$195 plus shipping and handling

16"x 27"

Mona has real curlers in her hair and her cats are covered in (artificial) fur.

  Mona Jeansonne

       I’d just moved into a vacant house my dad owned.  It had never been rented and had sat there for seven years, neglected except for some storage.   I was in college, single, just out of the army and Vietnam, back to finish my college degree so moving there just seemed like another adventure, and I was up to the challenge since the only other option was to move home. 

`The 1930's wallpaper hung stubbornly to some places but the majority was on the floor.  Strings from the old cheesecloth backing gave visions of a haunted house.  The paper on the ceiling seemed to breathe as the wind pumped life into it.  Each room had it’s own rhythm.  I stood mesmerized watching the ceiling catch it’s breath.  Inhale, exhale.  Inhale, exhale.  Breathe in, breathe out.  “I am alive, help me please,” it seemed to sigh.
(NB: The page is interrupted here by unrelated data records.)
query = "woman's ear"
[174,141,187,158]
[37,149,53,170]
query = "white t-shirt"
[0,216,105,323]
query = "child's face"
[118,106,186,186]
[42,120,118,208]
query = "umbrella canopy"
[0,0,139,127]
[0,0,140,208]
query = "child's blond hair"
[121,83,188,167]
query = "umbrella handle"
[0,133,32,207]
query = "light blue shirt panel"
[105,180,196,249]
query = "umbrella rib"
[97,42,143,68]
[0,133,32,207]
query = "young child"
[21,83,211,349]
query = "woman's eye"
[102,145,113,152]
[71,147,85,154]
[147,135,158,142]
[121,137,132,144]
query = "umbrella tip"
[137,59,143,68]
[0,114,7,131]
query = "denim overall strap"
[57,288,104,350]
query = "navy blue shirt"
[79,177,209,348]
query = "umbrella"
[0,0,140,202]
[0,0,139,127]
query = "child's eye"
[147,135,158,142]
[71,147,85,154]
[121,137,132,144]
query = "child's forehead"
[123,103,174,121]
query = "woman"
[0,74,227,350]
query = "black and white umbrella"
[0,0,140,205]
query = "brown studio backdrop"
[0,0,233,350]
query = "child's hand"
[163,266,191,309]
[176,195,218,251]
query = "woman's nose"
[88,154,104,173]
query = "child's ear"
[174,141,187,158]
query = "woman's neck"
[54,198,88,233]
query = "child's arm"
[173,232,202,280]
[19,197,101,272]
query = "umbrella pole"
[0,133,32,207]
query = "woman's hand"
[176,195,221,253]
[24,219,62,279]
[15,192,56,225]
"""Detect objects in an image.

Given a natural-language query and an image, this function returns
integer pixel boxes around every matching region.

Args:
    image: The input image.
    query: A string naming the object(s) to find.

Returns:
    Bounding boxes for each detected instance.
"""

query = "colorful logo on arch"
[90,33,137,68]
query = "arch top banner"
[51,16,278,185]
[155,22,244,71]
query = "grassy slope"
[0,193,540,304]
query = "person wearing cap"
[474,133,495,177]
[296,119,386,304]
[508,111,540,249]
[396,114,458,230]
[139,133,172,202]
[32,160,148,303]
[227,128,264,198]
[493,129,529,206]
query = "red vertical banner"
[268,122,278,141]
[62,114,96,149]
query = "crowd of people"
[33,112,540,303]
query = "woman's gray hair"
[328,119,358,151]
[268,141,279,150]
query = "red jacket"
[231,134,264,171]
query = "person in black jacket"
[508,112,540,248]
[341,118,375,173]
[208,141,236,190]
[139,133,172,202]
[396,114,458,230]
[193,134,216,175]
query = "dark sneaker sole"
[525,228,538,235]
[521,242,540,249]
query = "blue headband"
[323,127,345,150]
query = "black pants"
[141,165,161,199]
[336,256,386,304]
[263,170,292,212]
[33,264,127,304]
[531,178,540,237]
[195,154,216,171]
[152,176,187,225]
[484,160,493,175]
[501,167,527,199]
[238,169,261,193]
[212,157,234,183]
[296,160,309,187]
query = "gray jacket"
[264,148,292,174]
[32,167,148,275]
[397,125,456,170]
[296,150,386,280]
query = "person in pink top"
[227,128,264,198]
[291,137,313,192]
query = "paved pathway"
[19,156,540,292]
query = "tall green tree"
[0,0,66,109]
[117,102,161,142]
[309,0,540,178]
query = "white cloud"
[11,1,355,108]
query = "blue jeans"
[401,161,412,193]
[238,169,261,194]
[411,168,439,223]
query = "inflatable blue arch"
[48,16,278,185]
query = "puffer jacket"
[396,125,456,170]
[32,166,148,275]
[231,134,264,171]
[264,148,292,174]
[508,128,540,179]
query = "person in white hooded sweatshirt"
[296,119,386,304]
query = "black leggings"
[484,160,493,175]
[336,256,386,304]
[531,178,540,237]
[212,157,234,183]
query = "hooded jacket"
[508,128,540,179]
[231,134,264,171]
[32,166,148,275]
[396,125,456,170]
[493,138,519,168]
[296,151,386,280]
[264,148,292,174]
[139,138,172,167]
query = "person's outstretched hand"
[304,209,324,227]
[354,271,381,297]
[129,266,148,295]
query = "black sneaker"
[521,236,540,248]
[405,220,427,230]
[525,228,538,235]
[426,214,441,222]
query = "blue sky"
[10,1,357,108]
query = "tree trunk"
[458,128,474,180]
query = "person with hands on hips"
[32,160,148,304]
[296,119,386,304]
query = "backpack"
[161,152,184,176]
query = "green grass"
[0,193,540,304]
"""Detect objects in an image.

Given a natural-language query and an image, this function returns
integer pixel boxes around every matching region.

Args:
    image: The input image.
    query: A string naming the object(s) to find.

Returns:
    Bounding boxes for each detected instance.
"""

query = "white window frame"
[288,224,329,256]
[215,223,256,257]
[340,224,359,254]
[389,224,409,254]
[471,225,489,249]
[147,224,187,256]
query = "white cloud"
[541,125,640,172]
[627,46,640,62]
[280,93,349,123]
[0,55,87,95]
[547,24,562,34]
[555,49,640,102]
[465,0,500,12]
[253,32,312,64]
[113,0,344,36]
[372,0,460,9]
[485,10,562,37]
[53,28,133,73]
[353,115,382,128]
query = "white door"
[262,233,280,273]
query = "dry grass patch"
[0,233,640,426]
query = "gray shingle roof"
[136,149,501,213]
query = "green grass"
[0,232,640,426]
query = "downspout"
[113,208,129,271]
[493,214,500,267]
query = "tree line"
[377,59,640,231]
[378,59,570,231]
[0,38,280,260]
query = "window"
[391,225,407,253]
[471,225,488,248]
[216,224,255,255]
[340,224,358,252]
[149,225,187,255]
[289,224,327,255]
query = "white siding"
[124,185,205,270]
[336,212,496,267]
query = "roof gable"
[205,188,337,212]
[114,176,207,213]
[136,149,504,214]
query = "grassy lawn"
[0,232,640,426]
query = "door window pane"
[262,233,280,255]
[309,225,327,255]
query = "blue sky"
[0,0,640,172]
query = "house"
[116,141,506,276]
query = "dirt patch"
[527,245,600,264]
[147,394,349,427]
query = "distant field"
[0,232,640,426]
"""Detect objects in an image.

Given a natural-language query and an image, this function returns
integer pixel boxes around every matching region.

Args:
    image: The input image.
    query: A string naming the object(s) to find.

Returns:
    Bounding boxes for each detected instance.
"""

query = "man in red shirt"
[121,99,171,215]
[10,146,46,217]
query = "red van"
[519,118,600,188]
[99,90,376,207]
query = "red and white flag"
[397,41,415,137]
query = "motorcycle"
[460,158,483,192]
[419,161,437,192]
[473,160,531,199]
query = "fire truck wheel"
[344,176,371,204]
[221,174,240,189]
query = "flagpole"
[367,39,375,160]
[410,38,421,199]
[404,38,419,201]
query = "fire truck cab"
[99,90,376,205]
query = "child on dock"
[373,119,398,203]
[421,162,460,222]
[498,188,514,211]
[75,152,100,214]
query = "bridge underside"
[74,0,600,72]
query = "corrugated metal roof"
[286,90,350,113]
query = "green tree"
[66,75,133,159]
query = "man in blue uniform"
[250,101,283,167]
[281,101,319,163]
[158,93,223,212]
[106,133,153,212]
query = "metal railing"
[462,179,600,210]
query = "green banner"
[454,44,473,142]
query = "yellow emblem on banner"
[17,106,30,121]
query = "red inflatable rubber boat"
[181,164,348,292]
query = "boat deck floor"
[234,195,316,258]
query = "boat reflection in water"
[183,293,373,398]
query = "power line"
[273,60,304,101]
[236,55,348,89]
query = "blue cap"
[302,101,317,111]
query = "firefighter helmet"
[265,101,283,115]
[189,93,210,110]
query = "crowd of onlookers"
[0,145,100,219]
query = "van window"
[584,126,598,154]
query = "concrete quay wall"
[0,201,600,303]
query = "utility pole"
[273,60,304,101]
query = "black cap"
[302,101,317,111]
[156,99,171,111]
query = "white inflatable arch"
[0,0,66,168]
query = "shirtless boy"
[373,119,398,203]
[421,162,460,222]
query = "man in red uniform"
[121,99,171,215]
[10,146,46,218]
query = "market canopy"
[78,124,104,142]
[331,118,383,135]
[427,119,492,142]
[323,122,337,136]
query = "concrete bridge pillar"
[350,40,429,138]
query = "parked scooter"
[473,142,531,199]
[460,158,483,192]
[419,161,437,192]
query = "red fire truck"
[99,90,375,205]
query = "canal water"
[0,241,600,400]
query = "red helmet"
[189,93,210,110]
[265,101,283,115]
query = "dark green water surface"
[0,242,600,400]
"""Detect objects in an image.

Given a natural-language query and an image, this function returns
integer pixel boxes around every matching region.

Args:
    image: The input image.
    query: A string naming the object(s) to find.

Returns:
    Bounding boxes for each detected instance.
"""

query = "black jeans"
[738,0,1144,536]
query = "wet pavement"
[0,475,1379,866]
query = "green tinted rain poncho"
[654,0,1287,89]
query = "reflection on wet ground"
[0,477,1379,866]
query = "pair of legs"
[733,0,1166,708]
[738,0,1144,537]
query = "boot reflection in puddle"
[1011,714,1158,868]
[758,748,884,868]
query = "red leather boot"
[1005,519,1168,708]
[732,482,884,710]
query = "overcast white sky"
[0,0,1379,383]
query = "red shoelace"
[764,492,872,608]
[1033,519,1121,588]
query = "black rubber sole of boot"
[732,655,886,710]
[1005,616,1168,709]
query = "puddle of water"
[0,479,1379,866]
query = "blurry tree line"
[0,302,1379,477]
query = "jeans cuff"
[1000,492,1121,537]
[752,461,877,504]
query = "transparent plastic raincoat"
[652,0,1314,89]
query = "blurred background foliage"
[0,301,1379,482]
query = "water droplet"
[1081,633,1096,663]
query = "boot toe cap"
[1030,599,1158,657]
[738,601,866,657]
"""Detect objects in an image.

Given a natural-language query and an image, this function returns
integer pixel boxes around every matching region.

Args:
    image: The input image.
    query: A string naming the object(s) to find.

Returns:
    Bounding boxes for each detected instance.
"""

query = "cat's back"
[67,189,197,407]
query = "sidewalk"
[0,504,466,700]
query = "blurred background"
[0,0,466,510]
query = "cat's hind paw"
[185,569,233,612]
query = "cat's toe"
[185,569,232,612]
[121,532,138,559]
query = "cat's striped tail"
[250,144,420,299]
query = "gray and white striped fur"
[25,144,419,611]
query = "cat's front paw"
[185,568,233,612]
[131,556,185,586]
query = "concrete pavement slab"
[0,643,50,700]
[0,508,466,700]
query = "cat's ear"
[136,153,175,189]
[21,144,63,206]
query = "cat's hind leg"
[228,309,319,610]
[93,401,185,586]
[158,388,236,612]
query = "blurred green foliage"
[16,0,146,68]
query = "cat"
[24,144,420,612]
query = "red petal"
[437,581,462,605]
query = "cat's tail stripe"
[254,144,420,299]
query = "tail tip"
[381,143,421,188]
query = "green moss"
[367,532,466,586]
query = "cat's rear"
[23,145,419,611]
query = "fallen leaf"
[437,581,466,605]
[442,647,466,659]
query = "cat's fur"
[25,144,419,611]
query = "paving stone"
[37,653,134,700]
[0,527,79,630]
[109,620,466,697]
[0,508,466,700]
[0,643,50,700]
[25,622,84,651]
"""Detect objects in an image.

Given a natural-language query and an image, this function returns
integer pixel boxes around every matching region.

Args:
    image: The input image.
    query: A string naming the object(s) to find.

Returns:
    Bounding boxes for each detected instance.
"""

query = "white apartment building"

The floors were so uneven that I could drop a marble at the front door and it would roll to the opposite wall faster than I could take two steps. One of the rooms had holes in the boards big enough to see the ground underneath. I put bricks over the holes and placed plants and a nude plaster statue I called Mary Hattie in that corner.  On boring nights, I would remove the bricks to see how many marbles would roll in the holes before I knocked them away with another one.  It became a game of skill similar to quail hunting for they rolled so fast.

After the first month living there, I would return from classes and find some woman, on my property, her hair always in rollers, peering into whatever window she could; sometimes on a chair or a step ladder to see better.  Upon seeing me she would gather her belongings, shake her head and mutter in French under her breath as she walked back to her house.  I was offended by this nosy old woman.  I discovered she was my neighbor, Mona Jeansonne.  She was older, late seventies, divorced and living with her divorced daughter and grandson.  She liked cats, lots of them; 9 to be exact with two expecting.  I liked dogs, dogs that barked.  Ms. Jeansonne spoke only French.  I spoke only English.  I didn’t know her, not sure if I wanted to for we had nothing in common. 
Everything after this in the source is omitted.